- Vineyard Location in greater metropolitan Sydney
- Coordinates: 33°39′1″S 150°51′22″E﻿ / ﻿33.65028°S 150.85611°E
- Country: Australia
- State: New South Wales
- City: Sydney
- LGAs: City of Blacktown; City of Hawkesbury;
- Location: 50 km (31 mi) west of Sydney CBD;

Government
- • State electorates: Riverstone; Hawkesbury;
- • Federal division: Macquarie;
- Elevation: 36 m (118 ft)

Population
- • Total: 1,143 (2021 census)
- Postcode: 2765
Suburbs around Vineyard
| Windsor | Mulgrave | McGraths Hill |
| South Windsor | Vineyard | Oakville |
| Windsor Downs | Richards | Box Hill |

= Vineyard, New South Wales =

Vineyard is a suburb of Sydney, in the state of New South Wales, Australia. Vineyard is located 50 kilometres west of the Sydney central business district, in the local government area of the City of Blacktown with part of it in the City of Hawkesbury. Vineyard is part of the Greater Western Sydney region. It is bounded in the west by Eastern Creek until its confluence with South Creek, a tributary of the Hawkesbury River.

==History==
Vineyard takes its name from the vineyards in this area, since this suburb was originally part of Windsor's winegrowing district.

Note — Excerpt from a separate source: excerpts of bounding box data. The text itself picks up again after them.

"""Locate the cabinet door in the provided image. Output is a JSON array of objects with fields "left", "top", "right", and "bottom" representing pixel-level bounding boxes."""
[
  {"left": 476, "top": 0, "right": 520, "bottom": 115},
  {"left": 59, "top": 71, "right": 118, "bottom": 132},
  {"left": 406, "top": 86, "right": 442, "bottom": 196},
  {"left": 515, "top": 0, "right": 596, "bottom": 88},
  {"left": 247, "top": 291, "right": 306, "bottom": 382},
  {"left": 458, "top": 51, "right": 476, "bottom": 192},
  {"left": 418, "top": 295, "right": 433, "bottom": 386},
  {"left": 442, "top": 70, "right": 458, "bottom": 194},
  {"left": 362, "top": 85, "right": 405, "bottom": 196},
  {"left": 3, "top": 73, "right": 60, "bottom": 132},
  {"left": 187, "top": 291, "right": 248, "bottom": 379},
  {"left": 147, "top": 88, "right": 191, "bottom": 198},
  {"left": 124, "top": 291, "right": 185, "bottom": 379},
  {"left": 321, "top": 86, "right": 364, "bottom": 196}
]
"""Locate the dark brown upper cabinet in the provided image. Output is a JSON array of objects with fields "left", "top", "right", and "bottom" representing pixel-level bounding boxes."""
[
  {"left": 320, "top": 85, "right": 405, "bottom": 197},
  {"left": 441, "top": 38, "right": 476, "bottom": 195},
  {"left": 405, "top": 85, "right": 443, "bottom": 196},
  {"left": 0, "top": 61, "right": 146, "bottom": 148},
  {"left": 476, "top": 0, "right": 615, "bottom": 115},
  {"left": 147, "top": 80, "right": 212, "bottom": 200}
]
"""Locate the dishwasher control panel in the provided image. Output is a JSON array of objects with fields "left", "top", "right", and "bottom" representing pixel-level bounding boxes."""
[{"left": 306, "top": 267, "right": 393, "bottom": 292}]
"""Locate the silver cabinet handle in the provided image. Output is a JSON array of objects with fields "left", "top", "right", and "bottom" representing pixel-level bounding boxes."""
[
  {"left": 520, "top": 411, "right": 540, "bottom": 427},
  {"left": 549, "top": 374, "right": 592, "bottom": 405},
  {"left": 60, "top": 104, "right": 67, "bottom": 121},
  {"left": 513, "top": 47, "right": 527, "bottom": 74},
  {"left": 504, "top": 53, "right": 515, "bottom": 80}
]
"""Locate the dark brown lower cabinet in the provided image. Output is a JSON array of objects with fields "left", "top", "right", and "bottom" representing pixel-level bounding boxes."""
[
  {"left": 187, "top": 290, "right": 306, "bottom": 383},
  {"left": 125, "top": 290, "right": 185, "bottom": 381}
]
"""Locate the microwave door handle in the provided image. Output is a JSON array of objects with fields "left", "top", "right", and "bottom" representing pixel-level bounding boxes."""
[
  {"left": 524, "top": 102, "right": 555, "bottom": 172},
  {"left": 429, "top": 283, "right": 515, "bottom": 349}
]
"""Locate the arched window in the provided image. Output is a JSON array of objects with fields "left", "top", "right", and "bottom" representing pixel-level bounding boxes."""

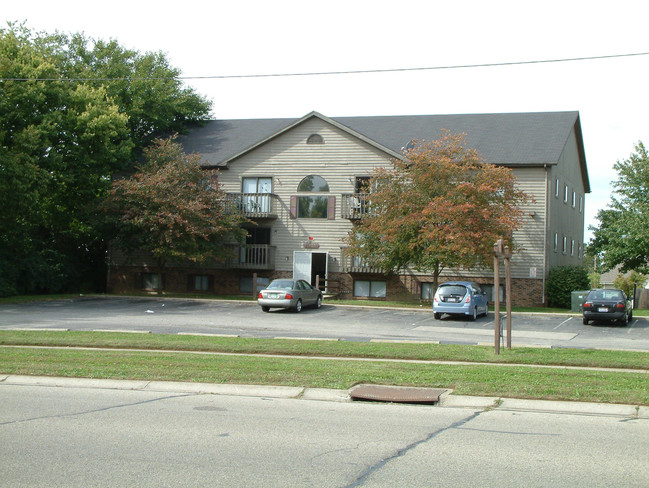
[{"left": 306, "top": 134, "right": 324, "bottom": 144}]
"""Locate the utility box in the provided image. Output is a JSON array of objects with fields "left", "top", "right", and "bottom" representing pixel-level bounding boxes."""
[{"left": 570, "top": 290, "right": 590, "bottom": 312}]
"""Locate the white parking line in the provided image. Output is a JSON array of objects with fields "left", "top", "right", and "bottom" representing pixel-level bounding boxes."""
[
  {"left": 626, "top": 319, "right": 638, "bottom": 334},
  {"left": 554, "top": 317, "right": 572, "bottom": 330}
]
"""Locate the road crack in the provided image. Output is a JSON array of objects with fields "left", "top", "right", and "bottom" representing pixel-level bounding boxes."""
[{"left": 345, "top": 410, "right": 488, "bottom": 488}]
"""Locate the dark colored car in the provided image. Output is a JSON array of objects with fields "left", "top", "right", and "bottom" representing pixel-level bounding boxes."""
[
  {"left": 257, "top": 279, "right": 322, "bottom": 312},
  {"left": 583, "top": 289, "right": 633, "bottom": 325},
  {"left": 433, "top": 281, "right": 489, "bottom": 320}
]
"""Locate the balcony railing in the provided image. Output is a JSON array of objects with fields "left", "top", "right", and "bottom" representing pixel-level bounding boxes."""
[
  {"left": 341, "top": 249, "right": 385, "bottom": 273},
  {"left": 228, "top": 244, "right": 275, "bottom": 269},
  {"left": 341, "top": 193, "right": 370, "bottom": 220},
  {"left": 227, "top": 193, "right": 278, "bottom": 219}
]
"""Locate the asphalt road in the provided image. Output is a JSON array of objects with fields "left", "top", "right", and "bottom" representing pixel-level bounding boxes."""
[
  {"left": 0, "top": 297, "right": 649, "bottom": 351},
  {"left": 0, "top": 382, "right": 649, "bottom": 488}
]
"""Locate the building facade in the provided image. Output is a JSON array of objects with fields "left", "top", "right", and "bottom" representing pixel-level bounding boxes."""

The first vineyard was set up by John Paul Ouvrier (he changed his name from "Jean Pierre Ouvrier" to John Paul when he became a Naturalised Australian citizen in 1860), who had immigrated from France with his 2 sons around the 1830s.

==Transport==
Vineyard is situated between the Richmond Road running from Blacktown to Richmond, and the Windsor Road running from Windsor to North Parramatta. During 2006 and 2007, Windsor Road underwent a major upgrade to four lanes.

Vineyard railway station is on the Richmond branch between Blacktown and Richmond. It provides regular commuter electric train services in both directions.